Danielle aime les danses de salon, se retrouver avec les copines – des femmes seules également – pour partager un café ou se promener autour du lac. Danielle ne veut pas « Aller en maison de retraite ! » Mais rester à domicile tant que c’est possible. Ruth aime la photographie et la cuisine.

« Avec les personnes âgées, on parle de tout et de rien, dit-elle. Parfois, on se plante pendant une heure devant la télé et on commente. Comme avec cette dame qui, l’été dernier, avait placé son vélo d’appartement devant le petit écran et qui pédalait tout en regardant les images du Tour de France. »

Dans les rues du centre de Foix, je braque l’objectif de mon appareil photo sur elle. Puis nous nous asseyons à la terrasse d’un bar, place de la Halle aux grains. Ses yeux noirs plongés dans une tasse de chocolat chaud, elle se livre : « Ici, je suis loin de ma famille. L’année dernière, j’étais déprimée. Je passais mes journées sans ouvrir les volets. J’ai bien une très bonne amie, Aya. Elle est Ivoirienne. Très gentille. Mais elle n’aime pas sortir. Comme au resto me permet de rencontrer du monde. Entre deux tournées de livraisons, j’appelle les bénéficiaires des repas dans la semaine pour leur demander de leurs nouvelles. Elles me donnent des conseils, ça fait du bien. »

Qui rompt le plus la solitude de l’autre, finalement ? Nous sommes tous interdépendants. Je me souviens maintenant du début de la chanson de Raphaël, Adieu Haïti : « Je marche dans les rues. Le Bon Dieu dans ma poche. Je marche dans la grande ville. Et je n’ai plus froid. La terre est mon amie… »

Il était une voie…

(1). Antenne de L’université de Toulouse Jean-Jaurès de Foix.
(2). Centre social Léo Lagrange de Foix.

Découvrez l’initiative Comme au resto :

Sandrine Morereau, assistante de service social, et Étienne Duconge, sous-directeur de la MSA Midi-Pyrénées Sud.

Grand prix de l’innovation

Comme au resto est le lauréat du grand prix de l’innovation de la Sécu 2022 dans la catégorie « innovation partenariale et ancrage territorial », remis le 4 octobre dernier dans les locaux de l’Union des caisses nationales de sécurité sociale (Ucanss). Une récompense assortie d’une enveloppe de 5 000 euros.

« C’est la reconnaissance de notre expertise sociale et du travail accompli sur la scène nationale, se félicite Sandrine Morereau, assistante de service social à la MSA Midi-Pyrénées Sud.
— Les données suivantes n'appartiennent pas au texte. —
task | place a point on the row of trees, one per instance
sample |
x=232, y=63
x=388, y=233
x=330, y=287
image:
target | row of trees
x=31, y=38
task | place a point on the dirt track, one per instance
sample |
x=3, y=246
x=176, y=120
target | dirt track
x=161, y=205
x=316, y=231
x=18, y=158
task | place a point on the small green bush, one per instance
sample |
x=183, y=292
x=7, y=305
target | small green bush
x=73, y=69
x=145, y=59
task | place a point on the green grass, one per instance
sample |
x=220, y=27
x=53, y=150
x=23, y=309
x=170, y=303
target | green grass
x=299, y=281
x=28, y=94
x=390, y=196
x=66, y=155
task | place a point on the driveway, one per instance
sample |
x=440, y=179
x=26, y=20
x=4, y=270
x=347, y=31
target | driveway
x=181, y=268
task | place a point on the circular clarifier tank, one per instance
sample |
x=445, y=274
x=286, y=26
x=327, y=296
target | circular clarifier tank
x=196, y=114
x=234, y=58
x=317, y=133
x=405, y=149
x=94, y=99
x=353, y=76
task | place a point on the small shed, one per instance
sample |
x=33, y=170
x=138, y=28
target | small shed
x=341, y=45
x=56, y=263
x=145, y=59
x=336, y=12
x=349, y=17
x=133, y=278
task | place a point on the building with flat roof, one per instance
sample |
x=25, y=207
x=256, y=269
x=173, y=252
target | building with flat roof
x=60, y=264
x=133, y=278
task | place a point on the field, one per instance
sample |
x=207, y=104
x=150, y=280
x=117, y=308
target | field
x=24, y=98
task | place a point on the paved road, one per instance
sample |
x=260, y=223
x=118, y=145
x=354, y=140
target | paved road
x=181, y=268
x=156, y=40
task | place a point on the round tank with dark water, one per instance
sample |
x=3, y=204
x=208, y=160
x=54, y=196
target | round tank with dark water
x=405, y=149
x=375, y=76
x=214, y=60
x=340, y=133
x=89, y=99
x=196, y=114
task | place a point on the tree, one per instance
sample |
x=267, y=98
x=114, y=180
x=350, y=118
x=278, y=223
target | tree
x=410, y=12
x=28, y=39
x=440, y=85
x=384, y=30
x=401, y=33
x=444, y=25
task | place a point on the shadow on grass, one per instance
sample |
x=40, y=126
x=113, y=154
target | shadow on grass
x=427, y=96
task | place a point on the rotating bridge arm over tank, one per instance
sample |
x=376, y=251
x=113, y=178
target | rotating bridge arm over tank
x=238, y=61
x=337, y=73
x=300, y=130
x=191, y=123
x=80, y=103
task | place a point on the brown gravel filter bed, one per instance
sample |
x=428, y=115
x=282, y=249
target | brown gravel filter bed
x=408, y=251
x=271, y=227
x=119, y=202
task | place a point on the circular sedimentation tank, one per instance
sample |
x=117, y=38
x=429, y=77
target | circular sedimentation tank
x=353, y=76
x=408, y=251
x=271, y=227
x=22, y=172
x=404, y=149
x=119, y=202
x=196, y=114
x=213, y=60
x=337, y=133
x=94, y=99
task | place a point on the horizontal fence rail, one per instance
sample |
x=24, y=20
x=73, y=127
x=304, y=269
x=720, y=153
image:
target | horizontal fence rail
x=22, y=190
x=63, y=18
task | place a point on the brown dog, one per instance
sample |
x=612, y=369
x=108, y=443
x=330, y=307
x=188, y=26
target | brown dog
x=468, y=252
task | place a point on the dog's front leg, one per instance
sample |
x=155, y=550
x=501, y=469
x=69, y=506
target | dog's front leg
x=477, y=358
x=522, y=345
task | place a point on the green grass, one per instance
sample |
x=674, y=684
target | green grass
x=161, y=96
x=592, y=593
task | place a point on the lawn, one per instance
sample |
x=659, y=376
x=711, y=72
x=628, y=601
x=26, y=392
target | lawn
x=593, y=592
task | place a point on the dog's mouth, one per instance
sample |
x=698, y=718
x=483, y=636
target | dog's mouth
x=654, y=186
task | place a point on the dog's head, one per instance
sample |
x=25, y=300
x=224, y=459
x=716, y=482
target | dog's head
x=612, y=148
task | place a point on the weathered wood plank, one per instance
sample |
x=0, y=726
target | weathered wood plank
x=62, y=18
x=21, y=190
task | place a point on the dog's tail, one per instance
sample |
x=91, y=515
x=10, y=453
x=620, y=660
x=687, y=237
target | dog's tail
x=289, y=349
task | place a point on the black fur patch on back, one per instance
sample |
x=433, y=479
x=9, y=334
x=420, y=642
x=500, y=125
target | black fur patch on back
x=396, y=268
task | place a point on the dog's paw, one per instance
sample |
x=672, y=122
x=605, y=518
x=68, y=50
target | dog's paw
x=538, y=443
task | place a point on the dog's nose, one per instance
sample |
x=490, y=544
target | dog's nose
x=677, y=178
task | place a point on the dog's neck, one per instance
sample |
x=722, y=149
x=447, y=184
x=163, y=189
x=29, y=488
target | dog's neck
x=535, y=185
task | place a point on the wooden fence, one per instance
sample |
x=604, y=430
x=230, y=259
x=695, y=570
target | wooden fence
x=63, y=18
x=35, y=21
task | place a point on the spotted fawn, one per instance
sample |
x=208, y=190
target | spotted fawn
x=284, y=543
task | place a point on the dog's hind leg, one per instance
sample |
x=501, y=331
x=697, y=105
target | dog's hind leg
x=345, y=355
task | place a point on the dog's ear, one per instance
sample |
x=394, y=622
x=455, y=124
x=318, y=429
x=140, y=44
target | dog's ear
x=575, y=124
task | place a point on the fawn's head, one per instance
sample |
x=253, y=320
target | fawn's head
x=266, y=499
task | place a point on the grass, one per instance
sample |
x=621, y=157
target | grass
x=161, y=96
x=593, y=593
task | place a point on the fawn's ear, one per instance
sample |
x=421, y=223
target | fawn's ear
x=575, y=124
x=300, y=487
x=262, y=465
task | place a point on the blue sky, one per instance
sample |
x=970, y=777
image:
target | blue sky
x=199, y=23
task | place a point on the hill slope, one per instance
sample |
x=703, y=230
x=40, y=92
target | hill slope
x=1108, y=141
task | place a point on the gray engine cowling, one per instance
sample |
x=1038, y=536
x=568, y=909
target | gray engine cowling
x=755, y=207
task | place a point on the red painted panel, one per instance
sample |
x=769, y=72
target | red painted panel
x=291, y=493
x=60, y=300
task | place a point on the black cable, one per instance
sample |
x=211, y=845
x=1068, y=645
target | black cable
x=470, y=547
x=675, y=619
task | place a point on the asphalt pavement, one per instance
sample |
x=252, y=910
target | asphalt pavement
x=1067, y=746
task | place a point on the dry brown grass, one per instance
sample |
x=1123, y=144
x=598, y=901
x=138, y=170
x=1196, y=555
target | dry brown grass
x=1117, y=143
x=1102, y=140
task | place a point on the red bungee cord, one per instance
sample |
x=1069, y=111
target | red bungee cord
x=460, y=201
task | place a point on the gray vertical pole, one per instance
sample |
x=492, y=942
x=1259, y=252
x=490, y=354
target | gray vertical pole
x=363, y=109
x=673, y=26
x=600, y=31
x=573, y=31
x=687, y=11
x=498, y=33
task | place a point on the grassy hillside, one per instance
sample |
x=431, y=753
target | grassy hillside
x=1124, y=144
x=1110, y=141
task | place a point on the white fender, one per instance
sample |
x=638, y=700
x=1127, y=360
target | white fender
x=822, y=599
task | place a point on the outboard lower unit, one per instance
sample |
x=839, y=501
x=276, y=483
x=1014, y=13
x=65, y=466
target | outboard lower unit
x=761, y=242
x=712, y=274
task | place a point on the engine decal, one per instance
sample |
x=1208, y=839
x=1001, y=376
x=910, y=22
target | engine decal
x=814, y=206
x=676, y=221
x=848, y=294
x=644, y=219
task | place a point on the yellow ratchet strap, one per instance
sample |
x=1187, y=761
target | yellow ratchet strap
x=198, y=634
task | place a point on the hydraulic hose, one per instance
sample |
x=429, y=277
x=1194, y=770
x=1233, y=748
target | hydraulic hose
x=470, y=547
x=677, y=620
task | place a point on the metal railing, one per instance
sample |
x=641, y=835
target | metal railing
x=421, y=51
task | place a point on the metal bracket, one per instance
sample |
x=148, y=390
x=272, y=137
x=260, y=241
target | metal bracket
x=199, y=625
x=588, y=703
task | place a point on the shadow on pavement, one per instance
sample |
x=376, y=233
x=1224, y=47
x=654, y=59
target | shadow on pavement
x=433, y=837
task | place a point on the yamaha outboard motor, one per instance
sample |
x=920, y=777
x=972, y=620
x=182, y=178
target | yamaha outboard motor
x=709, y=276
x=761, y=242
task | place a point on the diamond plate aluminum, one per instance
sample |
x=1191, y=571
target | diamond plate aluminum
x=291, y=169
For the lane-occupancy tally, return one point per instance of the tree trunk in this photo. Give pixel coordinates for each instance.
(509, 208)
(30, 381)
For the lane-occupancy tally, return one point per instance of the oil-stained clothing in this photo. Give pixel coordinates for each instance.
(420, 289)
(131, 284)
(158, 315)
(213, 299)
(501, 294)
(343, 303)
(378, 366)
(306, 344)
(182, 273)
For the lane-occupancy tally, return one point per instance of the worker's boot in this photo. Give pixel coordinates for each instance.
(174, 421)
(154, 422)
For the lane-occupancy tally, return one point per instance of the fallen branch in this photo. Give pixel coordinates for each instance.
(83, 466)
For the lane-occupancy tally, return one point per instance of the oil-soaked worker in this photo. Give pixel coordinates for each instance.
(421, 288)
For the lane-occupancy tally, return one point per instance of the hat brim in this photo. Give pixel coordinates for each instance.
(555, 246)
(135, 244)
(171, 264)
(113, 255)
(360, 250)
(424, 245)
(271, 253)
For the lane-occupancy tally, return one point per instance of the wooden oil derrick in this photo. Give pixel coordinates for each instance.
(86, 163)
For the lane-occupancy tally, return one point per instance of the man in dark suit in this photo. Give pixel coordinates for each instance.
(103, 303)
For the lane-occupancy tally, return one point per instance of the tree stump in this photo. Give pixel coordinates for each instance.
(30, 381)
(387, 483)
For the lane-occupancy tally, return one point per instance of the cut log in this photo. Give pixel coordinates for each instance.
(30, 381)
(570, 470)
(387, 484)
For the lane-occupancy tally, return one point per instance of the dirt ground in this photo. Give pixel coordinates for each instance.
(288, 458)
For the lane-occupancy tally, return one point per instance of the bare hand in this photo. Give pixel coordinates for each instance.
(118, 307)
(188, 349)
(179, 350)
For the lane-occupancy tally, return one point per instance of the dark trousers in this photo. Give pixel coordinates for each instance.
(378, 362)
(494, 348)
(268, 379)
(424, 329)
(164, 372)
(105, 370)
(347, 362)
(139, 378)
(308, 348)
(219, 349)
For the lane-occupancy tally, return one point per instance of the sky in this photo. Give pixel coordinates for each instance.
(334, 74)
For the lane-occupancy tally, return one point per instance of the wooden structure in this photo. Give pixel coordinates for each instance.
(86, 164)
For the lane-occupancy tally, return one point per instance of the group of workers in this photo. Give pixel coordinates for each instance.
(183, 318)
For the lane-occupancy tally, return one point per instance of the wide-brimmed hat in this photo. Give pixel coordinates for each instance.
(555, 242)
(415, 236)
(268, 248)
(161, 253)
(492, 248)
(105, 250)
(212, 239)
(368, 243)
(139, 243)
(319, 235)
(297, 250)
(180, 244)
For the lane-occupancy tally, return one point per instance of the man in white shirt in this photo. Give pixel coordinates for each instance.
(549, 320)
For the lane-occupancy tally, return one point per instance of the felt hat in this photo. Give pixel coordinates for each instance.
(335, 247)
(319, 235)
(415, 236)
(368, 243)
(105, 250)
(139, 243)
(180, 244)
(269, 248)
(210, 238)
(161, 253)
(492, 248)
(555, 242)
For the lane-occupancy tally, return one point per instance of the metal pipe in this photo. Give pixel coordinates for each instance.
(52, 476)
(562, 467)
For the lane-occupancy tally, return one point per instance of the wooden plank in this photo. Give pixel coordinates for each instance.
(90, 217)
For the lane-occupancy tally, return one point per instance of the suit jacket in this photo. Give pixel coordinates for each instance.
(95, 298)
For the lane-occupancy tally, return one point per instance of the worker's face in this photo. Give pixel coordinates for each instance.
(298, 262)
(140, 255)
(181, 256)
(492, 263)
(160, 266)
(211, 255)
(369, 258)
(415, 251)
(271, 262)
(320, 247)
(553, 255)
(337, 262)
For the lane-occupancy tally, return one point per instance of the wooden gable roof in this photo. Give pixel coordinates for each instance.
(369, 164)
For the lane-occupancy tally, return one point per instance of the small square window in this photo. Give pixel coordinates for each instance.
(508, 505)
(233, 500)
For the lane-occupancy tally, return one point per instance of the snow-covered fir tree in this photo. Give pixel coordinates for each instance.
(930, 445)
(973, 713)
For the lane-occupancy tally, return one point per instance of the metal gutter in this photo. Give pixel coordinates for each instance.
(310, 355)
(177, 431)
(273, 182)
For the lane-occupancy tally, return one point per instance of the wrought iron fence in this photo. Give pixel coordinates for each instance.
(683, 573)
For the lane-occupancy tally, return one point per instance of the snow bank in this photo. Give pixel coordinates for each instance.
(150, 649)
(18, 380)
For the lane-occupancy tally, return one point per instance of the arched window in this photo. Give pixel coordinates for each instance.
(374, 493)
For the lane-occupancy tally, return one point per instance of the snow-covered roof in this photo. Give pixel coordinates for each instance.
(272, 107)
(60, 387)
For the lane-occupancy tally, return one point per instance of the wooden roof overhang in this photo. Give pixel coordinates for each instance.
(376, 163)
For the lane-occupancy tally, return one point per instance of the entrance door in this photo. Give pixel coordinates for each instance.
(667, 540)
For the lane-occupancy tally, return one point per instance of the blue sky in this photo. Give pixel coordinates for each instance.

À l’origine, c’était un pari risqué autour d’un service qui existait déjà : le portage de repas. »

Le dispositif est né dans le cadre de la charte des solidarités avec les aînés qui vise à lutter contre l’isolement des personnes âgées, et avec le concours d’autres partenaires : la CAF de l’Ariège – via un appel à projets « accompagner les étudiants pendant la crise sanitaire » lancé en mars 2021 auquel le Léo de Foix répond –, le centre communal d’action sociale – à travers la mise à disposition d’une coordonnatrice et la rémunération du personnel de cuisine –, et l’appui logistique du centre universitaire et de l’organisation des étudiants de l’université de Foix (l’Œuf).

Entre mai et juillet de la même année, 18 personnes âgées isolées et autonomes bénéficient du service : pendant six semaines, 264 repas sont préparés. Cinq étudiants en difficultés sociales ou économiques leur livrent des repas et passent jusqu’à une heure en leur compagnie. Ils sont embauchés en CDD saisonnier étudiant et perçoivent un salaire brut mensuel de 192 euros (134,72 € nets pour une demi-journée par semaine). Une indemnité de déplacement complète leur rémunération. Une deuxième campagne est lancée en 2022, avec le reliquat des fonds dédiés à la charte des solidarités. Sans la CAF mais toujours avec le Léo de Foix. Cinq étudiants y participent, dont Ruth, et 15 seniors.